The printer is a Mini 1, with no LCD display or anything else on board that’s normal from this half of the decade, but it was a leftover on deep sale at Microcenter.
Possible causes would be:
[]the computer is going to sleep by way of a power setting timer (not the case, here)
[]the USB port is being disabled by way of a power setting timer (not the case here)
[*]lousy USB cable (seems to have been the problem here)
A typical cause with other printers is the USB port glitches after the print job loads, usually when the computer goes to sleep or just at random. The odd packet sends the processor off into the weeds, although any decent firmware programmer will protect against this. The way to deal with that is to disconnect the USB cable as soon as the job loads, or use an SD card, or use wifi.

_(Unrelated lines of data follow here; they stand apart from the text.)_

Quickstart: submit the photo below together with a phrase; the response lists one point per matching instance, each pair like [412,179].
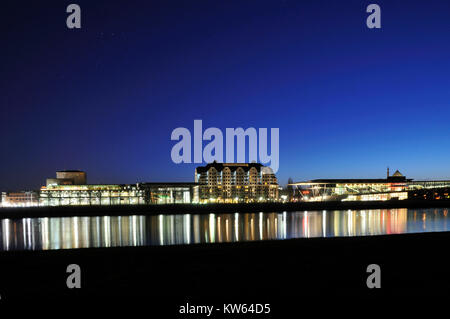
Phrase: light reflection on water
[113,231]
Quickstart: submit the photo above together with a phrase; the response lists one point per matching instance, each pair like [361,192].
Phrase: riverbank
[124,210]
[265,272]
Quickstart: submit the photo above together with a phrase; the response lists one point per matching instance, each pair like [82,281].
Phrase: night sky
[349,101]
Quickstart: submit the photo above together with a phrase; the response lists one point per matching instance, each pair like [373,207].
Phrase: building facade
[69,188]
[20,199]
[236,182]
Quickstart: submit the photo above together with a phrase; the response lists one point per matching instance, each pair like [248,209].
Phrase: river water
[114,231]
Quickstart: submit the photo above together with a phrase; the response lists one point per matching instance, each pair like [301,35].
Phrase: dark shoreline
[124,210]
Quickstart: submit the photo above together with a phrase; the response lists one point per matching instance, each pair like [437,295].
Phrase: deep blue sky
[348,100]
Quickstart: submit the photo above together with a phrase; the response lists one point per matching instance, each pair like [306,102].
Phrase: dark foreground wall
[62,211]
[282,273]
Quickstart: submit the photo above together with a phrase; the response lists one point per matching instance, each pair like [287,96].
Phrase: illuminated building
[69,177]
[395,187]
[20,199]
[236,182]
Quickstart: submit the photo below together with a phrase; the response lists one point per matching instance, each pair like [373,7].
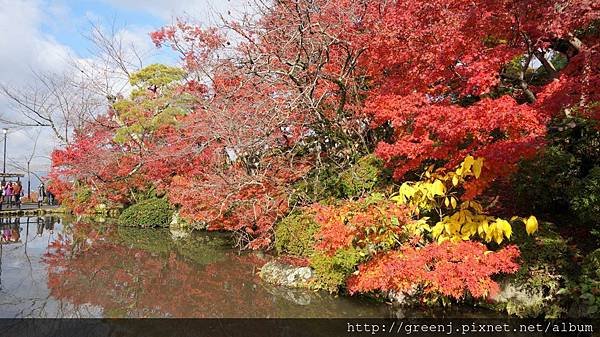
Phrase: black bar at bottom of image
[165,327]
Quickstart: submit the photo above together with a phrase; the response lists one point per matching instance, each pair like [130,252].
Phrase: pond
[51,267]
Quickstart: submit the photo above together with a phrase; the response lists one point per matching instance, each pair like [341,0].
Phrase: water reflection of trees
[128,281]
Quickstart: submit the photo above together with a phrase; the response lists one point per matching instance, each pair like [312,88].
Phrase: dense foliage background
[405,137]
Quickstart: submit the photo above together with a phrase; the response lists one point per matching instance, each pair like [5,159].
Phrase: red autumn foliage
[425,56]
[276,94]
[450,269]
[360,223]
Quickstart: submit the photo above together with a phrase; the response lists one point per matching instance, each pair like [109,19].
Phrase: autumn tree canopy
[262,100]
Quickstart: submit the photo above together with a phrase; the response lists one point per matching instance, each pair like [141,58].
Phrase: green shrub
[328,182]
[585,200]
[147,213]
[564,181]
[546,268]
[331,272]
[294,234]
[362,177]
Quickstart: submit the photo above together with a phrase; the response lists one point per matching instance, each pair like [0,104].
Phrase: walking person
[41,194]
[17,190]
[2,195]
[8,193]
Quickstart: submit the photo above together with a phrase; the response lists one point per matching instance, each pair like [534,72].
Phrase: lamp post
[5,131]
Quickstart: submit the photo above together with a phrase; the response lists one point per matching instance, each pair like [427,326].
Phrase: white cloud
[25,48]
[207,10]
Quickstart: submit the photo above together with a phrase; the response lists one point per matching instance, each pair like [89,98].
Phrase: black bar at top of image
[165,327]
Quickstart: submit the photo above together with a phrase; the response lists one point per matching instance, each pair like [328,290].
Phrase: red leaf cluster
[450,269]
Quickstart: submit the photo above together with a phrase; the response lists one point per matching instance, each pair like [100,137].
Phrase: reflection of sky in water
[148,273]
[23,278]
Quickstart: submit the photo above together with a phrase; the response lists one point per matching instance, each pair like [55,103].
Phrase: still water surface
[53,267]
[50,268]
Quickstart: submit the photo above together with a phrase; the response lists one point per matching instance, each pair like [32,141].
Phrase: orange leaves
[373,223]
[449,269]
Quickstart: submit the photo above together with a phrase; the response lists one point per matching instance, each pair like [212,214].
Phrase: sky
[44,35]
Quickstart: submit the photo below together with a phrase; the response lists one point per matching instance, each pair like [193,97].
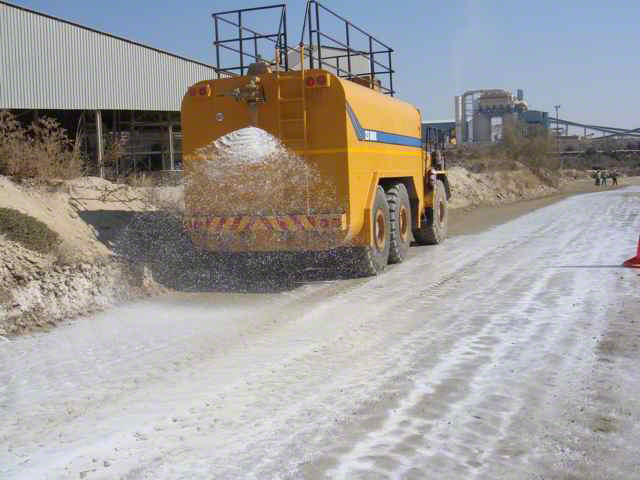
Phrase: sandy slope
[508,354]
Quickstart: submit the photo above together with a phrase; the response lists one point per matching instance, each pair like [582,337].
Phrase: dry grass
[532,149]
[41,150]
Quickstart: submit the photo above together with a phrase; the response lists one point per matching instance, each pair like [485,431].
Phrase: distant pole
[557,107]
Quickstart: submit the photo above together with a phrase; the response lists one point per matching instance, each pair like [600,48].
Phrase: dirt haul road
[512,353]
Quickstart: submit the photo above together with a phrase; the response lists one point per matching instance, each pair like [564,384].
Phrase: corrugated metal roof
[49,63]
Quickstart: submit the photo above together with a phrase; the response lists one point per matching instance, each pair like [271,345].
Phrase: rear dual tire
[373,258]
[391,224]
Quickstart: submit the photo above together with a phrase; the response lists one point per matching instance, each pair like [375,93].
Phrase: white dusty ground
[512,354]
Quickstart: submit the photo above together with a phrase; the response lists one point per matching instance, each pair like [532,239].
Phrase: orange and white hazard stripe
[280,223]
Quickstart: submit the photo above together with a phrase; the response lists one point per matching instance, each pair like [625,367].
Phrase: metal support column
[171,147]
[100,143]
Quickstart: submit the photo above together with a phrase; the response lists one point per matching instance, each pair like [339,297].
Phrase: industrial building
[480,114]
[105,90]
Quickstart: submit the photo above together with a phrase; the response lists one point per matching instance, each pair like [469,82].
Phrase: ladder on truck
[292,107]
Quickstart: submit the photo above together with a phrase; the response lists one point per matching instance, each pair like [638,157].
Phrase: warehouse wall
[47,63]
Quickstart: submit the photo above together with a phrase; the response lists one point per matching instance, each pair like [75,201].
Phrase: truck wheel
[400,220]
[434,230]
[374,258]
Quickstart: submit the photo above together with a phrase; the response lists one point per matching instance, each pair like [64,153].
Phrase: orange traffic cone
[635,261]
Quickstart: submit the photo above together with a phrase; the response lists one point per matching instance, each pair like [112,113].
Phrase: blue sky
[580,54]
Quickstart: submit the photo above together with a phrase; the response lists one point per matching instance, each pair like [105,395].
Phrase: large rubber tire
[434,230]
[400,220]
[373,259]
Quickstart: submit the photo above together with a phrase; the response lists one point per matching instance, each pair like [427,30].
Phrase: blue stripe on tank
[378,136]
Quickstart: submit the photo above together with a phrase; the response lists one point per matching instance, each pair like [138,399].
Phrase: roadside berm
[118,242]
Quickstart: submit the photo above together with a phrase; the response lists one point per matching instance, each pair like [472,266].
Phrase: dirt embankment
[81,273]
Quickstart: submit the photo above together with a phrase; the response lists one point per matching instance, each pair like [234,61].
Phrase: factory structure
[481,114]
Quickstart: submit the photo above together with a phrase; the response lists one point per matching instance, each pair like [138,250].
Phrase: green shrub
[28,231]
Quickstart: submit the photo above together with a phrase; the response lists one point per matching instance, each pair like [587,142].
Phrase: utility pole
[557,107]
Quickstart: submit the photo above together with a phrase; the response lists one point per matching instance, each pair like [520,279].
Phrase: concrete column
[100,143]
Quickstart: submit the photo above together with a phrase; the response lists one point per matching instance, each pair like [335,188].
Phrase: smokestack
[459,120]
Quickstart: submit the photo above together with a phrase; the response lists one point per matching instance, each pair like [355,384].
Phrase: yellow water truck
[366,144]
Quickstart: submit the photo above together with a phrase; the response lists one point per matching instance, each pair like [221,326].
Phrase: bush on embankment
[28,231]
[39,150]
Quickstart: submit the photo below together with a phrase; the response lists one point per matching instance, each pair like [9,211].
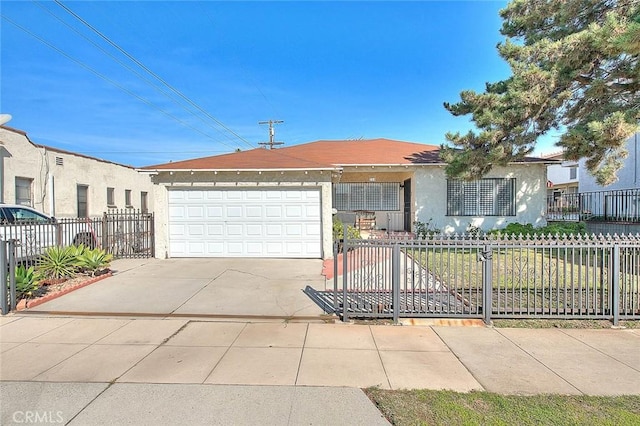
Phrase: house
[66,184]
[562,187]
[628,176]
[279,203]
[562,176]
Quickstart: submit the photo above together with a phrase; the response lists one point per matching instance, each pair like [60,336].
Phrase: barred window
[483,197]
[23,191]
[374,196]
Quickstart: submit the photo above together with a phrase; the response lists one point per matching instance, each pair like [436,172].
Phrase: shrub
[424,229]
[26,282]
[94,261]
[338,231]
[559,228]
[58,263]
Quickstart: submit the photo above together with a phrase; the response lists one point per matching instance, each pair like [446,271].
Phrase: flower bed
[52,291]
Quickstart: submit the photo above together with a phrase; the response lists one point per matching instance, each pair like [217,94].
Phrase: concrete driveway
[215,287]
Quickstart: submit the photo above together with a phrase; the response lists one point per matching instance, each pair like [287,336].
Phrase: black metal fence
[610,206]
[572,277]
[124,233]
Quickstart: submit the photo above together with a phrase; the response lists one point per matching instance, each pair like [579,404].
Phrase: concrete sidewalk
[149,367]
[230,287]
[183,404]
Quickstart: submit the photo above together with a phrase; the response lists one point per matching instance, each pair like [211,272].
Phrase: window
[573,173]
[144,202]
[23,191]
[111,202]
[82,193]
[483,197]
[18,214]
[374,196]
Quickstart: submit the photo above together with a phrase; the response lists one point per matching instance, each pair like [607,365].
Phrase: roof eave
[297,169]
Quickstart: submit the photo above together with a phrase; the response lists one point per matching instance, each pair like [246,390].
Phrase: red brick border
[30,303]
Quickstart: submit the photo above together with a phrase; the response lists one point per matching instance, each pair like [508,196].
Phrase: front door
[407,205]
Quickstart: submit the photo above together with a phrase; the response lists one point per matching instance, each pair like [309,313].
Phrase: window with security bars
[23,191]
[373,196]
[483,197]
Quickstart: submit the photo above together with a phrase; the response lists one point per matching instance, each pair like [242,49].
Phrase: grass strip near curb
[431,407]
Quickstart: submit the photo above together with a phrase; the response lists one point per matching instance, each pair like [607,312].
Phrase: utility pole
[272,133]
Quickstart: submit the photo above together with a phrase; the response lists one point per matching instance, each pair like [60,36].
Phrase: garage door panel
[273,212]
[254,212]
[293,229]
[214,212]
[194,195]
[235,230]
[215,248]
[215,231]
[274,229]
[233,212]
[195,231]
[244,223]
[293,212]
[194,212]
[196,248]
[254,230]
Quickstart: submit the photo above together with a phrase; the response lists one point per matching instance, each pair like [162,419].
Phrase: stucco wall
[430,198]
[242,180]
[21,158]
[628,176]
[390,220]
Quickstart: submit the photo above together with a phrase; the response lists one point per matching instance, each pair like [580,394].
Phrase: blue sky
[330,70]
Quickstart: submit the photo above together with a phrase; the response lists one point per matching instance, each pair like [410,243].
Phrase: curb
[48,297]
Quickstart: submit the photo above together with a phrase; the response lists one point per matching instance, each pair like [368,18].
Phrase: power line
[107,79]
[145,68]
[272,133]
[136,73]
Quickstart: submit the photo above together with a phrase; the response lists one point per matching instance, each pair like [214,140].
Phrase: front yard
[431,407]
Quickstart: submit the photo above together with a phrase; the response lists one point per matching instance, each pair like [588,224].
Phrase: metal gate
[578,277]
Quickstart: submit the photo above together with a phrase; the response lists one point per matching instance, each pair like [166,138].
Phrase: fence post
[105,233]
[11,251]
[345,269]
[487,283]
[4,305]
[395,282]
[615,284]
[152,234]
[335,276]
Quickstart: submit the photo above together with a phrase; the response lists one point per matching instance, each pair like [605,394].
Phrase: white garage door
[244,223]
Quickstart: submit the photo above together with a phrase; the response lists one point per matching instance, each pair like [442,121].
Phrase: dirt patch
[52,291]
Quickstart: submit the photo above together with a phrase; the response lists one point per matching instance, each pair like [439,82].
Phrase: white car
[35,231]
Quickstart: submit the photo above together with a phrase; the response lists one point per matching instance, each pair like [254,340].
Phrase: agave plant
[26,282]
[94,261]
[58,263]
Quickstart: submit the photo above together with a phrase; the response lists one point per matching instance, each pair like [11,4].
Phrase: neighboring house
[66,184]
[562,177]
[562,186]
[279,203]
[628,176]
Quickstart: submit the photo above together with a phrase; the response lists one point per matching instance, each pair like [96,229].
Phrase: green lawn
[515,268]
[429,407]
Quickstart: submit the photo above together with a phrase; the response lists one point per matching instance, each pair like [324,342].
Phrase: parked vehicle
[35,231]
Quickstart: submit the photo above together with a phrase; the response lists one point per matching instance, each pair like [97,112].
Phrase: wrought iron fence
[611,206]
[123,233]
[578,277]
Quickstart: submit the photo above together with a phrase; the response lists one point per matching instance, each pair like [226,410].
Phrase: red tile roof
[320,155]
[255,159]
[315,155]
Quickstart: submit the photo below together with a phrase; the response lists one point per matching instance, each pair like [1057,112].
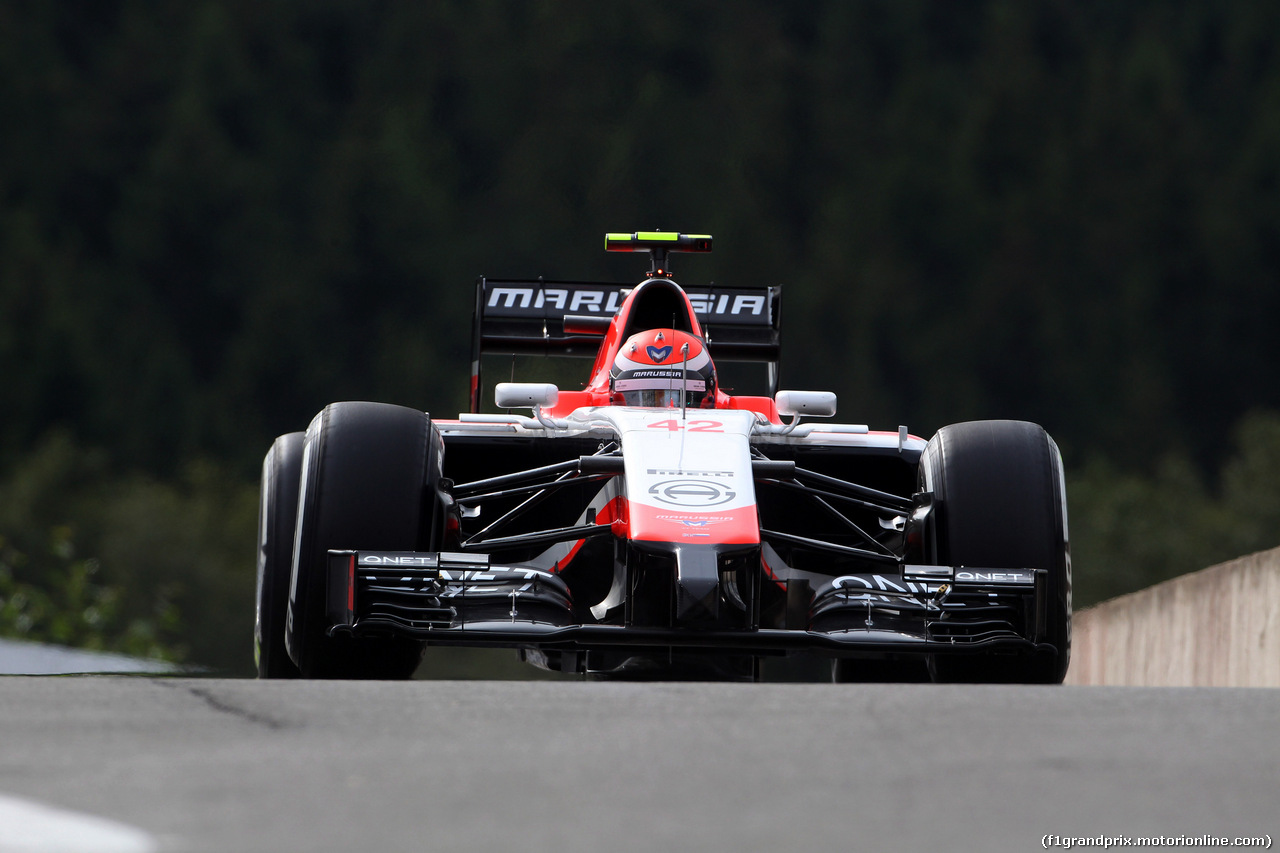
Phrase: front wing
[465,600]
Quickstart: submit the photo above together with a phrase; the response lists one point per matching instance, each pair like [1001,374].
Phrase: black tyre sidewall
[1000,503]
[369,482]
[277,520]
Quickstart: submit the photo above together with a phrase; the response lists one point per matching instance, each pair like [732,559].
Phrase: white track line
[27,826]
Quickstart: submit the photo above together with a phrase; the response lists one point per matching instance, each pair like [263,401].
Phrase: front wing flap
[466,600]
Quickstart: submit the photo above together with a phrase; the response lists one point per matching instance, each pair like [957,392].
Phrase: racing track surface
[238,765]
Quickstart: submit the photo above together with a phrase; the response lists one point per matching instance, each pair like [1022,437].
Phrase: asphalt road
[238,765]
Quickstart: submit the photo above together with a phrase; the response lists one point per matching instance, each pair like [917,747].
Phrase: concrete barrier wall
[1214,628]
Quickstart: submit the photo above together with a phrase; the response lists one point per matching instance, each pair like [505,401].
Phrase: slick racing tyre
[370,480]
[277,516]
[1000,502]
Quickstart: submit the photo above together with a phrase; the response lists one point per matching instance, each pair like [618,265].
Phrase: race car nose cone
[696,587]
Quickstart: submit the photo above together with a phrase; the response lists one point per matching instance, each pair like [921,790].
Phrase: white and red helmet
[653,368]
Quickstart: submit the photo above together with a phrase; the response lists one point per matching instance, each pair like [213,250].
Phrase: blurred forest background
[216,217]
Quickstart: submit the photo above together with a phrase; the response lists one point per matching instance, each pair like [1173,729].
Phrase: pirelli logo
[553,301]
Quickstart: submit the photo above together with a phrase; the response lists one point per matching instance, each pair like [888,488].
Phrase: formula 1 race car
[653,524]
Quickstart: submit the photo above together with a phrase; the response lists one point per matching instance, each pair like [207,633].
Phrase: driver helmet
[650,369]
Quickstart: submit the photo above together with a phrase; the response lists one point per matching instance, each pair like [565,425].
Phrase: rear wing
[528,316]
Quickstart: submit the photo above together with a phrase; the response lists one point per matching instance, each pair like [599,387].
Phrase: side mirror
[814,404]
[525,395]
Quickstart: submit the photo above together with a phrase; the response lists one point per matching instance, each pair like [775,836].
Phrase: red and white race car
[652,524]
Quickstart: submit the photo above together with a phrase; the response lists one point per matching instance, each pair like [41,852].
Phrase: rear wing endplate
[528,316]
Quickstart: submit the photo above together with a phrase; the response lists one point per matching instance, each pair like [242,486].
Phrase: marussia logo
[658,354]
[691,521]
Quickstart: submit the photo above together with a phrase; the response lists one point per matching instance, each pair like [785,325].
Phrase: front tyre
[1000,502]
[370,482]
[277,518]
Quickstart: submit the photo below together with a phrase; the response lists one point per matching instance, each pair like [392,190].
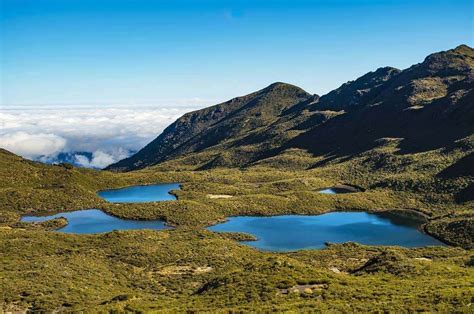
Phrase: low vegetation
[400,140]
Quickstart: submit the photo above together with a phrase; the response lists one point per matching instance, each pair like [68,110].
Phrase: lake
[141,193]
[295,232]
[96,221]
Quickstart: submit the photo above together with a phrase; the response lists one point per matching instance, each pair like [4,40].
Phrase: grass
[192,268]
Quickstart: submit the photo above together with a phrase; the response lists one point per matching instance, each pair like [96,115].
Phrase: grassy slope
[170,269]
[191,268]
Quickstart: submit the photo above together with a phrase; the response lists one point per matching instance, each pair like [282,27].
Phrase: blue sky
[177,53]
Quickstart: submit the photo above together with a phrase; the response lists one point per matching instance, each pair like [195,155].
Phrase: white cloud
[95,136]
[32,145]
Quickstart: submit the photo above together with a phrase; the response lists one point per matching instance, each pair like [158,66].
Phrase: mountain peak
[464,49]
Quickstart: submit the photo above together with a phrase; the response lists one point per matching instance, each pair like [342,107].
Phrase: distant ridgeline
[426,107]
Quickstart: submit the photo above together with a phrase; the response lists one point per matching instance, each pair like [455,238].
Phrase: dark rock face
[427,106]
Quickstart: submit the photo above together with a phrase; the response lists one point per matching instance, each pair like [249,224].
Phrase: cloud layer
[91,137]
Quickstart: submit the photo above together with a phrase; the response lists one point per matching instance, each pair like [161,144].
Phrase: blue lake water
[96,221]
[141,193]
[293,232]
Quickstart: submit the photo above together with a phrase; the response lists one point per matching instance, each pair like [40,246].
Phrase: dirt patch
[182,270]
[305,289]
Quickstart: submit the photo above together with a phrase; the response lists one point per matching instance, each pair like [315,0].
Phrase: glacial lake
[141,193]
[295,232]
[96,221]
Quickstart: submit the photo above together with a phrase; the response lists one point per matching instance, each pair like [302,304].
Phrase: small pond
[141,193]
[96,221]
[295,232]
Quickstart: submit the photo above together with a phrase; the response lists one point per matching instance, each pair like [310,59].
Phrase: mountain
[425,107]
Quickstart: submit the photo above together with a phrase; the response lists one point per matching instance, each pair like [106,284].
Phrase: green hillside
[404,139]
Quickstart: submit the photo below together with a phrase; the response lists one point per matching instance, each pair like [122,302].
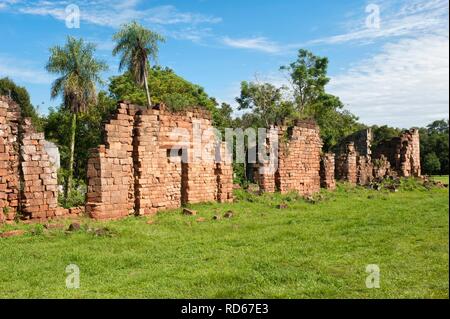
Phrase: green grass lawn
[309,250]
[440,178]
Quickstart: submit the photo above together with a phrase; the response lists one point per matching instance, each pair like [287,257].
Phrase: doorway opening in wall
[178,176]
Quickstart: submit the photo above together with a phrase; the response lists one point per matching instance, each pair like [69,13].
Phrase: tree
[435,139]
[383,133]
[169,88]
[20,95]
[431,163]
[266,102]
[308,77]
[334,121]
[137,45]
[79,73]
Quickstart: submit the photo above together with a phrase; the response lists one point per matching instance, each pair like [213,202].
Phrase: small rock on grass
[228,214]
[12,233]
[74,227]
[190,212]
[54,226]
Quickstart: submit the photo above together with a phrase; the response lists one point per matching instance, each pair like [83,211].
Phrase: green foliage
[383,133]
[431,163]
[20,95]
[79,73]
[308,76]
[272,105]
[76,196]
[167,87]
[137,46]
[334,121]
[88,131]
[266,103]
[434,147]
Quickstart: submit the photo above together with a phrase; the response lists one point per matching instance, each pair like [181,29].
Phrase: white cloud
[406,85]
[23,71]
[114,13]
[259,44]
[410,18]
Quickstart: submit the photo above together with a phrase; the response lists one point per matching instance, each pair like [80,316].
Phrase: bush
[76,197]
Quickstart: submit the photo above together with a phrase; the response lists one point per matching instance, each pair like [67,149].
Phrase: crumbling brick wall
[298,161]
[40,187]
[28,180]
[327,165]
[399,156]
[153,160]
[353,158]
[9,158]
[403,153]
[299,158]
[346,165]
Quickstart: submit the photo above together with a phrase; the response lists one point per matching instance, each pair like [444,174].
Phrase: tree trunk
[73,128]
[147,91]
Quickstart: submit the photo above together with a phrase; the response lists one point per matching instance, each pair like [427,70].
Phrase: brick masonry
[28,179]
[299,162]
[327,166]
[402,153]
[154,160]
[357,164]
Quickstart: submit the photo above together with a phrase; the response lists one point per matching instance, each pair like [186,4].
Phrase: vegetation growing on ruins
[265,104]
[137,46]
[79,73]
[274,246]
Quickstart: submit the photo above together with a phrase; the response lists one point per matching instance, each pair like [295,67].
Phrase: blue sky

This printer does not have an SD card slot, which is just weird. I now see that people seem to accept this pathetic situation, and use a Pi with Octoprint to work around it. Sounds great, but what a bummer buying a printer that wasn’t finished, and having to spend time completing it.
Of course, I tried disconnecting the USB after the print started, assuming that the job must be loaded into local memory, so there would be no way for the computer to send over a glitch. The job halted similarly to the random stoppages.
This meant that the job had not been not loaded onto the printer, but apparently requires a constant connection, which means that the job is streamed over gradually in real time.
Really? Are the designers mad? How much more would a bit of flash or RAM have cost?
I had been using the supplied USB cable, but just changed to a short one with gold plated connectors. The print went all the way for the first time out of several attempts. We’ll see about the future, but it seems likely that the USB cable that comes with the printer is crap.
Upshot: If you’re sure your computer stays up the whole time, then try a new cable.